Inference / Evaluation Configuration#

Inference configuration defines the task instructions, data processing pipeline, robot initial pose, and hardware communication settings for real-robot deployment. It is configured via the inference dict. The core fields include:

type: Inference runner type, e.g., AlohaInferenceRunner
task_descriptions: Task description dictionary
seed: Random seed
dataset: Inference dataset configuration (image key names and transforms)
denormalize_action: Action denormalization configuration
action_chunk: Action chunk size
prepare_pose: Robot preparation pose
operator: Robot operator configuration (ROS topics)

Below is a complete inference configuration example:

inference = dict(
    type='AlohaInferenceRunner',
    task_descriptions={
        '1': ('Fold the white towel in half, then fold it again, '
              'and make final adjustments to ensure the edges are '
              'neatly aligned.')
    },
    seed=7,
    dataset=dict(
        type='PrivateInferenceDataset',
        img_keys=[
            'cam_high',
            'cam_left_wrist',
            'cam_right_wrist'
        ],
        transforms=[
            dict(
                type='NormalizeStatesAndActions',
                state_dim=32,
                state_key='proprio',
                action_key='action',
                norm_type='min_max'),
            dict(type='PreparePromptWithState'),
            dict(
                type='ProcessPrompts',
                tokenizer=dict(
                    type='PretrainedTokenizer',
                    model_path='/path/to/checkpoints/paligemma-3b-pt-224',
                )),
            dict(type='ResizeImages', height=224, width=224),
            dict(type='SimpleNormalizeImages'),
        ]),
    denormalize_action=dict(
        type='DenormalizePrivateAction',
        norm_type='min_max',
        action_dim=14,
    ),
    action_chunk=50,
    prepare_pose=[
        [-0.19779752, 1.07020684, -0.61802348,
         -1.30887565, 1.1520192, 2.10289164, 0.092],
        [0.34008822, 0.95214585, -0.56617991,
         1.13862221, 0.82892144, -1.80234897, 0.06909]
    ],
    operator=dict(
        type='AlohaOperator',
        img_front_topic='/camera_h/color/image_raw',
        img_left_topic='/camera_l/color/image_raw',
        img_right_topic='/camera_r/color/image_raw',
        img_front_depth_topic='/camera_h/depth/image_raw',
        img_left_depth_topic='/camera_l/depth/image_raw',
        img_right_depth_topic='/camera_r/depth/image_raw',
        puppet_arm_left_cmd_topic='/master/joint_left',
        puppet_arm_right_cmd_topic='/master/joint_right',
        puppet_arm_left_topic='/puppet/joint_left',
        puppet_arm_right_topic='/puppet/joint_right',
        robot_base_topic='/odom_raw',
        robot_base_cmd_topic='/cmd_vel',
    ))

In addition to real-robot inference, we also support model evaluation in simulation environments.

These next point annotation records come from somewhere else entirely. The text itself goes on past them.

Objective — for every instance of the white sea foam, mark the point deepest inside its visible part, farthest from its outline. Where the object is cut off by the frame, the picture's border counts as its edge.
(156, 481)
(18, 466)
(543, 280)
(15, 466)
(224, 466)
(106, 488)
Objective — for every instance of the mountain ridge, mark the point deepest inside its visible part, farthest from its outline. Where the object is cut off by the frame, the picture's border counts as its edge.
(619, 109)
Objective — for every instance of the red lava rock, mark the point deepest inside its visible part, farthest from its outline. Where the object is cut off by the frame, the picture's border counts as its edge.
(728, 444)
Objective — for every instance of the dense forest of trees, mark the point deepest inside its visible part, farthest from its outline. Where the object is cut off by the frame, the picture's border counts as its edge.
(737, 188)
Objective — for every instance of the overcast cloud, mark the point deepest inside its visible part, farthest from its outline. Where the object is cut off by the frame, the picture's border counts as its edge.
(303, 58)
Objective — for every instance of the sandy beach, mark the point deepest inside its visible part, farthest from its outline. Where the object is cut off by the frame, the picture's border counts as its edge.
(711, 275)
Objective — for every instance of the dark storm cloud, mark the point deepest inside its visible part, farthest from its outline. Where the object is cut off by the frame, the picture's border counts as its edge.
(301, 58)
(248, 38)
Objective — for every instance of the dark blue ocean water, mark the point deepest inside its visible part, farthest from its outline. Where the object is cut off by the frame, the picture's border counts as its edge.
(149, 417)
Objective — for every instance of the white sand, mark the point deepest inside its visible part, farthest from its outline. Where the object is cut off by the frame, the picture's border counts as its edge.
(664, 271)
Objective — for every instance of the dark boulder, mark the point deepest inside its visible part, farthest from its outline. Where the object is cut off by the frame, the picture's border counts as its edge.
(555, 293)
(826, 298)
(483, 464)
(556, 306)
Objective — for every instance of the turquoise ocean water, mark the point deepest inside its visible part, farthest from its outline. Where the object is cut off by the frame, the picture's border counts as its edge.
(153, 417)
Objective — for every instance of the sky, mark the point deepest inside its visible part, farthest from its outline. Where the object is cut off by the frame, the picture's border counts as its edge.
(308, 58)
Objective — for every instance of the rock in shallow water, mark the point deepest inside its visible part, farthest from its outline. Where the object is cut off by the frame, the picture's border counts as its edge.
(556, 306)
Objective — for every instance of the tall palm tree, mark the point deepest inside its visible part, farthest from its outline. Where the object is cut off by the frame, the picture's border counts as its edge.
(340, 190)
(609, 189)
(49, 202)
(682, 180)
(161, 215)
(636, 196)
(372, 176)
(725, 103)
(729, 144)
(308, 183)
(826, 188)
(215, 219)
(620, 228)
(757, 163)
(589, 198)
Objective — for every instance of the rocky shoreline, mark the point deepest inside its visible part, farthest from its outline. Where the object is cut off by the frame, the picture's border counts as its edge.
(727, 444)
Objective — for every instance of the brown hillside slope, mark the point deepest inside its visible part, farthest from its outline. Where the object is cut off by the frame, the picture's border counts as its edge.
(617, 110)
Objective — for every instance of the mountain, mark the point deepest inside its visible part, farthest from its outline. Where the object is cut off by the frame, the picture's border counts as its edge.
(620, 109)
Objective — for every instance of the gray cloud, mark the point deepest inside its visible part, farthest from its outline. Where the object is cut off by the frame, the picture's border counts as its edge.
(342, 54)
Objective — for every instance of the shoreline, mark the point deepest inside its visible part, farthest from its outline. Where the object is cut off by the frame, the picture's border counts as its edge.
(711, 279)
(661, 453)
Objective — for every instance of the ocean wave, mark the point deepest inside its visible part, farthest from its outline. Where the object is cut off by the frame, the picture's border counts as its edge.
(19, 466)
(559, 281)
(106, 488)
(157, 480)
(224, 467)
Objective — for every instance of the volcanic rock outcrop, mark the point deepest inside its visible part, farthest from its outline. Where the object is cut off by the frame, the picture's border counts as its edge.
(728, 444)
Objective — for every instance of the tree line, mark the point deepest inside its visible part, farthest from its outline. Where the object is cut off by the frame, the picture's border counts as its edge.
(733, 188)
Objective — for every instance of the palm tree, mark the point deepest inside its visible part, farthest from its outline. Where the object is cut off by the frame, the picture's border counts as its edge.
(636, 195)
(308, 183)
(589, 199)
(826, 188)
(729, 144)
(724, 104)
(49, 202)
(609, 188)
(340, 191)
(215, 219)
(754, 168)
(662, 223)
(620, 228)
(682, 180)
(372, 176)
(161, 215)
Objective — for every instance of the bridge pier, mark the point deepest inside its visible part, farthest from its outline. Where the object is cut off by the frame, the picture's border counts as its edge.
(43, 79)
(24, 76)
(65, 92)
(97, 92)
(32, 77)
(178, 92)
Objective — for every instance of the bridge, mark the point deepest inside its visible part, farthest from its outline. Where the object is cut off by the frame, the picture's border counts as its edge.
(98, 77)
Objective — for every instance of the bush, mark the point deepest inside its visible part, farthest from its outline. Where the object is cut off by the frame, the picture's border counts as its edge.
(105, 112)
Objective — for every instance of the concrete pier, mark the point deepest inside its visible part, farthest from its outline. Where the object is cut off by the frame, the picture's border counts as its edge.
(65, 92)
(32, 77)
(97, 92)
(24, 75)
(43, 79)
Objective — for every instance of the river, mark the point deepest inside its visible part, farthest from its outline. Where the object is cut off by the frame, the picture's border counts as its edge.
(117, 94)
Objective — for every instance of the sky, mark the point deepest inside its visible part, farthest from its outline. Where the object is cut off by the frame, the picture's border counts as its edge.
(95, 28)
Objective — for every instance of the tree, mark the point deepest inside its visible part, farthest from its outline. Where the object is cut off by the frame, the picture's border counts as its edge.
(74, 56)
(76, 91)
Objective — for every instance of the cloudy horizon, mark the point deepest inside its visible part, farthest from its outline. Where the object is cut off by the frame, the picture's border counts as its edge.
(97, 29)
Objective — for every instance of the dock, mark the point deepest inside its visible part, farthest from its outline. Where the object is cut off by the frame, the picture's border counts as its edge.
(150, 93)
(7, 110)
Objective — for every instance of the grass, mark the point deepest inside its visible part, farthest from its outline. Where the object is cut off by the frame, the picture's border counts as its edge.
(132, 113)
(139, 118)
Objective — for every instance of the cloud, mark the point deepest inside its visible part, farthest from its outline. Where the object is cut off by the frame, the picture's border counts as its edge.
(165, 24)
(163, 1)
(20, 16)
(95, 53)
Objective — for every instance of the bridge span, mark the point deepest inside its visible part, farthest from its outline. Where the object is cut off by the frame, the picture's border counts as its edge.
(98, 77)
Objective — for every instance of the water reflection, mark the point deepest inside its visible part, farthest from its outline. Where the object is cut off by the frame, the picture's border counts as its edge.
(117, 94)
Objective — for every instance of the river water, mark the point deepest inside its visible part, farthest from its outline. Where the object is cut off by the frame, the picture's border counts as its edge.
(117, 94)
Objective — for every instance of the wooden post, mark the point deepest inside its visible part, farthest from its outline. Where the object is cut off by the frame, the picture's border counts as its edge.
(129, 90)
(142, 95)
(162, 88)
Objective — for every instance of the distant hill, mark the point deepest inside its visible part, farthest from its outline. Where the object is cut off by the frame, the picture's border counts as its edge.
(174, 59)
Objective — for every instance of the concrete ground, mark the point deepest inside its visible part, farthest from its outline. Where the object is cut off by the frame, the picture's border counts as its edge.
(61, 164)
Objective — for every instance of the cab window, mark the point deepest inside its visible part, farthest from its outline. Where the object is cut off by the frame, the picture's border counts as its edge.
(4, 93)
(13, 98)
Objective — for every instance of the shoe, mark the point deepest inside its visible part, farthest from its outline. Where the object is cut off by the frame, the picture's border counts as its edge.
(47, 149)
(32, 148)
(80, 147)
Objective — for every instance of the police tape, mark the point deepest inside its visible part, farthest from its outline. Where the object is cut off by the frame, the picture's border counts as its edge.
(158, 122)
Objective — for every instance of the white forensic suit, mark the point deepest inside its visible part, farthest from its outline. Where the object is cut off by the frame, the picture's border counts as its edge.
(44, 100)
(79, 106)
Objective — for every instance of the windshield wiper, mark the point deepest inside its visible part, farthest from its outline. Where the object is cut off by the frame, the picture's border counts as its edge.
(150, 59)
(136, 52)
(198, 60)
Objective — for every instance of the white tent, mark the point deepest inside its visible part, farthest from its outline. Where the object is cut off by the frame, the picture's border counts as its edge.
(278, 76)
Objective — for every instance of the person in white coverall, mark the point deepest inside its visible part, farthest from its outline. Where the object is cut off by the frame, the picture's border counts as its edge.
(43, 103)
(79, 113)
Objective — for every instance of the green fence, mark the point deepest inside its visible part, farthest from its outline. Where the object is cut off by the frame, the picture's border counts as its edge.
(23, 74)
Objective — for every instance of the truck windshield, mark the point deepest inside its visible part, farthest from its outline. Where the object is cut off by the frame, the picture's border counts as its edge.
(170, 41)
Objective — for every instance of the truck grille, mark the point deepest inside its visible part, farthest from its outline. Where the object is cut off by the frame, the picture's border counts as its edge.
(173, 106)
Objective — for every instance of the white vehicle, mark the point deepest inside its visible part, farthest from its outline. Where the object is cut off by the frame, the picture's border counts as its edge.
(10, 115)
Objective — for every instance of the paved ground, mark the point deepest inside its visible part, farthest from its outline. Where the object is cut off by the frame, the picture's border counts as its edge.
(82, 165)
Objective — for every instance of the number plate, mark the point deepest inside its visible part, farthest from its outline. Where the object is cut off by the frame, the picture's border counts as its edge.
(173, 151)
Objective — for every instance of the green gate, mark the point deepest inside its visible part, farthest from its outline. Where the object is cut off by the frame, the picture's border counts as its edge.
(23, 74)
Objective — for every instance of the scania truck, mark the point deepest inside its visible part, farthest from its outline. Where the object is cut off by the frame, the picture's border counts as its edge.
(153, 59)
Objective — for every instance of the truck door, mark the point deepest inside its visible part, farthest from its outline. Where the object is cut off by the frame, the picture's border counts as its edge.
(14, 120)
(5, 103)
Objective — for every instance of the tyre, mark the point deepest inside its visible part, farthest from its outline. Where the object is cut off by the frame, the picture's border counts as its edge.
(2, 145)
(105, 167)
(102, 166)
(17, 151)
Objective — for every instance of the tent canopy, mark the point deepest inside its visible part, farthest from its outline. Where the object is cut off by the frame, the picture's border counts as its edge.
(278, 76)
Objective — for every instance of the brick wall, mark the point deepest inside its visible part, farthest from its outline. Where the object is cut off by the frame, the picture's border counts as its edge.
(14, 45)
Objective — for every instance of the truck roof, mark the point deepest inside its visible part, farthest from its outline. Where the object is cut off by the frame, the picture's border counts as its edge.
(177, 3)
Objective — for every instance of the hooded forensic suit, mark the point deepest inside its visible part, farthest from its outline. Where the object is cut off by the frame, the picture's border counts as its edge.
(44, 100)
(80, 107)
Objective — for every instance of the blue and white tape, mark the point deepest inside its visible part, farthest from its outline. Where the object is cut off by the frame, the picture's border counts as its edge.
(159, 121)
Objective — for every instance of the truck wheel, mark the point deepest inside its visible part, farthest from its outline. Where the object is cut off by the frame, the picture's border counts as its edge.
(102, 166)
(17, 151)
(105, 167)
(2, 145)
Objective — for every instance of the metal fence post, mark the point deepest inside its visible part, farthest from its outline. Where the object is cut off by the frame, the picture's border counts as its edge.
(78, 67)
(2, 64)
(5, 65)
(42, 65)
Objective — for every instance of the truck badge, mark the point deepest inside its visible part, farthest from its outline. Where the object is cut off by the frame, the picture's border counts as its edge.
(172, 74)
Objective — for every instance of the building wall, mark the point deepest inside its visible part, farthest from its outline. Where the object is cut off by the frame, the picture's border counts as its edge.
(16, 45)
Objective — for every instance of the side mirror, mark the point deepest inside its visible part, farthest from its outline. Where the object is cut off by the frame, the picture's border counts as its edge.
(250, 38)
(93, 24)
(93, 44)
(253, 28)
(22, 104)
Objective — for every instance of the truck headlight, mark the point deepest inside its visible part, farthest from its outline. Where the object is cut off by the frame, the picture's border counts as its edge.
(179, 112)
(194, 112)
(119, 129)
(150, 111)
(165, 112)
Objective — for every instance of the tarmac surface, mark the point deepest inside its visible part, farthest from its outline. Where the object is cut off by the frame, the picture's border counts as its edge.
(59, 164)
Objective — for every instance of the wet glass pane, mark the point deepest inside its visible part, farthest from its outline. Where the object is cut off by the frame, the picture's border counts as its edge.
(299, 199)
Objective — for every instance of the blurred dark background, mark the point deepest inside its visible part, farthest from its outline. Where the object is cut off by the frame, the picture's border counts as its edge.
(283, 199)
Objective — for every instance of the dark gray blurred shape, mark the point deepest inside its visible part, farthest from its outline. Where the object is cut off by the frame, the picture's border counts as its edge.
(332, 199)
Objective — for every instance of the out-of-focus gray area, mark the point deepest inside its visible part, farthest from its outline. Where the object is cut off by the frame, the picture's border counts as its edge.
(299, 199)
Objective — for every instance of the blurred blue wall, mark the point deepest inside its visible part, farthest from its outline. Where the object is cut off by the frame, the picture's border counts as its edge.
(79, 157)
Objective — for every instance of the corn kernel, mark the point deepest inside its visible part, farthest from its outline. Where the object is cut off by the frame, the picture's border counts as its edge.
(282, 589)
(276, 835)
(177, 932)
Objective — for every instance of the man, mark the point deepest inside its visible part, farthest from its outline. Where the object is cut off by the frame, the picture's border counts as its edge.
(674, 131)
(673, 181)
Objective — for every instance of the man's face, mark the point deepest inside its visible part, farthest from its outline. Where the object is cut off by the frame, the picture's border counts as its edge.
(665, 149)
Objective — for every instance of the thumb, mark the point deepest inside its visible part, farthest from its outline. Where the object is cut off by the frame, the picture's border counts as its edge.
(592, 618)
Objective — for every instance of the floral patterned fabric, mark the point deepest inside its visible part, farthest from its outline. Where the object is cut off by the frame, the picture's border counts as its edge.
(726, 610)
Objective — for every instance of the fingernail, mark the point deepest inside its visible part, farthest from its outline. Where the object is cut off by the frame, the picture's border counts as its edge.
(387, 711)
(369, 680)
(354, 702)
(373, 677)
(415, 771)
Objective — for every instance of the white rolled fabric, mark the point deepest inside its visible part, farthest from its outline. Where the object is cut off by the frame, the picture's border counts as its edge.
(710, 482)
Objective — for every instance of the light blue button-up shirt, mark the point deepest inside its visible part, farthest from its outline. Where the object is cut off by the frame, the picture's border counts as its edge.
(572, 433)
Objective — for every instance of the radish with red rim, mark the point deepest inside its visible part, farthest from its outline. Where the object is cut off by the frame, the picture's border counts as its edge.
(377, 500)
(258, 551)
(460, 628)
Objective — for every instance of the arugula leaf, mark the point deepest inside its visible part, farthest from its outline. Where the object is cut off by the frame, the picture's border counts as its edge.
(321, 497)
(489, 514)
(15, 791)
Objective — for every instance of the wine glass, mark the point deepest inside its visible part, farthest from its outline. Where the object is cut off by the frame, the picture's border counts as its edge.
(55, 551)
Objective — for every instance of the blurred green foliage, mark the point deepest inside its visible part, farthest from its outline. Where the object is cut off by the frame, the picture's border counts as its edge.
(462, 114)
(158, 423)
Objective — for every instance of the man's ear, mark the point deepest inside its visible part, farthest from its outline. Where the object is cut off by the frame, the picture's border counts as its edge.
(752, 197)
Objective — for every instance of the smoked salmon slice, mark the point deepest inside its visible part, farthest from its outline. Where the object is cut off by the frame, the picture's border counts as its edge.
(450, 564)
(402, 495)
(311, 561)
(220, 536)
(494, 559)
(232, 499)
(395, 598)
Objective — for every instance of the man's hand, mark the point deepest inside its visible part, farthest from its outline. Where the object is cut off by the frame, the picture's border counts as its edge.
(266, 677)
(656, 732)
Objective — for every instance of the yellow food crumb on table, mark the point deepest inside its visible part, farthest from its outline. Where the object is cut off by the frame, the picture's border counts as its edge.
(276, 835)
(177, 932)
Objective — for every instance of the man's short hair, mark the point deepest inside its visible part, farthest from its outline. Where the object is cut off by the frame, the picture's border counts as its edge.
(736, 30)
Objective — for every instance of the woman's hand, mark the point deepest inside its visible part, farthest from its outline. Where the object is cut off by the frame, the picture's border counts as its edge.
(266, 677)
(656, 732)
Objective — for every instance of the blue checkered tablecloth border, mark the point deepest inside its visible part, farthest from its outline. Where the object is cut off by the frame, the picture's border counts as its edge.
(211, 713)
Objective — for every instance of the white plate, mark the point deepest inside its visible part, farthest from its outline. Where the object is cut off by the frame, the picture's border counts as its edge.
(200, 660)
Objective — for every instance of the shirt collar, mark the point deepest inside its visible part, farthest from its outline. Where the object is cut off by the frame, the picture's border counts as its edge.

Evaluation configuration is defined via the eval dict. The core fields include:

type: Evaluation runner type, e.g., LiberoEvalRunner
task_suite_name: Task suite name (e.g., libero_10)
model_family: Model family identifier
Evaluation parameters: eval_chunk_size, num_trials_per_task, num_steps_wait, seed
dataset: Evaluation dataset configuration
denormalize_action: Action denormalization configuration

Below is a LIBERO simulation evaluation configuration example:

eval = dict(
    type='LiberoEvalRunner',
    task_suite_name='libero_10',
    model_family='pi0',
    eval_chunk_size=10,
    resize_size=224,
    num_trials_per_task=50,
    num_steps_wait=10,
    seed=7,
    dataset=dict(
        type='LiberoParquetEvalDataset',
        transforms=[
            dict(
                type='ProcessLiberoEvalInputs',
                img_keys=[
                    'agentview_image',
                    'robot0_eye_in_hand_image'
                ],
            ),
            dict(
                type='TransformImage',
                image_resize_strategy='resize-naive',
                input_sizes=[
                    [3, 224, 224],
                    [3, 224, 224]
                ],
                means=[
                    [123.515625, 116.04492188, 103.59375],
                    [123.515625, 116.04492188, 103.59375]
                ],
                stds=[
                    [58.27148438, 57.02636719, 57.27539062],
                    [58.27148438, 57.02636719, 57.27539062]
                ],
            ),
            dict(
                type='LiberoPromptFromInputs',
                use_conversation=False,
                tokenizer=dict(
                    type='PaligemmaTokenizer'
                )),
            dict(
                type='LiberoProprioFromInputs',
                norm_type='mean_std',
                pos_key='robot0_eef_pos',
                quat_key='robot0_eef_quat',
                gripper_key='robot0_gripper_qpos',
                state_dim=32,
                out_key='states'),
        ]),
    denormalize_action=dict(
        type='DenormalizeLiberoAction',
        norm_type='mean_std',
        action_dim=7,
    ),
)